Artificial Intelligence and machine learning have recently been one of the core focus areas for research at Google HQ. You might have heard of the company’s DeepMind neural network ‘AlphaGo’ beating the world champion Lee Sedol at the difficult game of Go. But, you wouldn’t have heard of this surprising feat achieved by a duo of Googlers in the field of AI and security.

According to a new research paper, Googlers Martín Abadi and David G. Andersen have demonstrated the capability of neural networks that can act as neurons. These also have the power to generate a human-independent encryption key to protect the data being exchanged between two different neural nets.

For a more realistic approach, the researchers have created three test subjects — Alice, Bob and Eve — who’re indeed neural nets which need to pass each other bite-sized notes. It is important to note that these neural networks are making their own encryptions using machine learning, without being taught specific cryptographic algorithms.

In this case, Alice and Bob are required to communicate using basic self-made encryption methods whereas Eve has to learn the info by eavesdropping and decoding the message herself. The researchers started the tests with a 16-bit long plain-text messages, with each bit being only a 0 or a 1. Alice has to take this original message, convert into a gibberish mess using her own encryption methods, while Bob has to try and decode the same using cipher keys.

Initially, both Alica and Bob were extremely poor at hiding any secret messages from Eve, who would swoop in and decipher the message easily. But over time the neural networks started getting tuned and about 15,000 attempts later, Alice figured out a specific encryption method(still basic) to send a message which can only be deciphered and read by Bob. In this attempt, Eve could guess just 8 of the 16 bits forming the message which is about half the probability of any event occurring in nature.
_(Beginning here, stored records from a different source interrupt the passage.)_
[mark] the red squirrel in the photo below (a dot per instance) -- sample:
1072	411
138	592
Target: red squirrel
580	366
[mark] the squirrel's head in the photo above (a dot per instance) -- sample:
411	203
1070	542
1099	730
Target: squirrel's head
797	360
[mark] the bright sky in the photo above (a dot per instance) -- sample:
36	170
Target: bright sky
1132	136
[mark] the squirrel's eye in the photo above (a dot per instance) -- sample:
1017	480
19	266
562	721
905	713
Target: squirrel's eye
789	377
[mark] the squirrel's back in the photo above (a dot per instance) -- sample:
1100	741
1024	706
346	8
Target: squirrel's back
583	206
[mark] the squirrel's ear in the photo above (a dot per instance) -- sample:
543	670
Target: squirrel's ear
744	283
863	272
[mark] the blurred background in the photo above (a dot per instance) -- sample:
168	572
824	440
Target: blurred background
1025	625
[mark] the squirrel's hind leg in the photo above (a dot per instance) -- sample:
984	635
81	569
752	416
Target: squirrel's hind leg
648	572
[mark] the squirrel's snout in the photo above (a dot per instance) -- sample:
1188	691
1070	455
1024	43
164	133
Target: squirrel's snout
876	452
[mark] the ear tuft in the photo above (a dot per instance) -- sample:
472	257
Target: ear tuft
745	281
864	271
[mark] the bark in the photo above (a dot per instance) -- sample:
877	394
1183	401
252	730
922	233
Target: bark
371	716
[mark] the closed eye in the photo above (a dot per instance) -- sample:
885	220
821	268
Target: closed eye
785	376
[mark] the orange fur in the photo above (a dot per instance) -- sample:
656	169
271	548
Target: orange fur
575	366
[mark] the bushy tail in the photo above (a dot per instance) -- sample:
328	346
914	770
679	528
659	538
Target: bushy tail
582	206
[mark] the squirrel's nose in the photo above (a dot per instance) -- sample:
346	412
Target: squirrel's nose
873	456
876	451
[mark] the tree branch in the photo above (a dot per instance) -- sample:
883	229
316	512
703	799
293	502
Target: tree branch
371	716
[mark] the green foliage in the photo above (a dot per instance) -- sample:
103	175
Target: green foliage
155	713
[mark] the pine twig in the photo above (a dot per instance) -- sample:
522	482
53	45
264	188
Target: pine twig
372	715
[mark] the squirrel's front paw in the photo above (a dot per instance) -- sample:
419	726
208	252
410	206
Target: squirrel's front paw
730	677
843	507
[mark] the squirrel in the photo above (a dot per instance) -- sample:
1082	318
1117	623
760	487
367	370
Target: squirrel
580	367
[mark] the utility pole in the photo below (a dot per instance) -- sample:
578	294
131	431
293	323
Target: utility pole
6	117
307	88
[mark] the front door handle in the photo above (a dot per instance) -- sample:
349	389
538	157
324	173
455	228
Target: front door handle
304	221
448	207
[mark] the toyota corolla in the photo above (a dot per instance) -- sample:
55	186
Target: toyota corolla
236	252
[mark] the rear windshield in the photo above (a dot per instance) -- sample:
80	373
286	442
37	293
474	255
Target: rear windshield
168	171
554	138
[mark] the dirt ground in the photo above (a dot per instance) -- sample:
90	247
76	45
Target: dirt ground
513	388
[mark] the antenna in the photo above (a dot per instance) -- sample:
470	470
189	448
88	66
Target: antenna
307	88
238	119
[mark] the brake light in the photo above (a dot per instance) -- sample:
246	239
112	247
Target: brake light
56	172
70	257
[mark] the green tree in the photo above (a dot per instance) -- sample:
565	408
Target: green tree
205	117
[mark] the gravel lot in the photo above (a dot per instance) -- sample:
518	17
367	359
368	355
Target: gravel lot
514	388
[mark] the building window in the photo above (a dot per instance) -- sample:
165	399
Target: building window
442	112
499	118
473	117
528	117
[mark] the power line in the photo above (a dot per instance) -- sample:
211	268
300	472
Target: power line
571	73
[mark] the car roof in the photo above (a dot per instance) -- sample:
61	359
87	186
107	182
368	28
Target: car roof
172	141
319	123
Though it sounds like an impressive exercise by the humanly-named AI neural nets created by Google, but it won’t really have any practical application in the near future. Alice has used machine learning to devise her own algorithm which the researchers are currently unaware of. Thus, this can only be an impressive feat for artificial intelligence as they’ve even started figuring out the sophistication of encryption methods.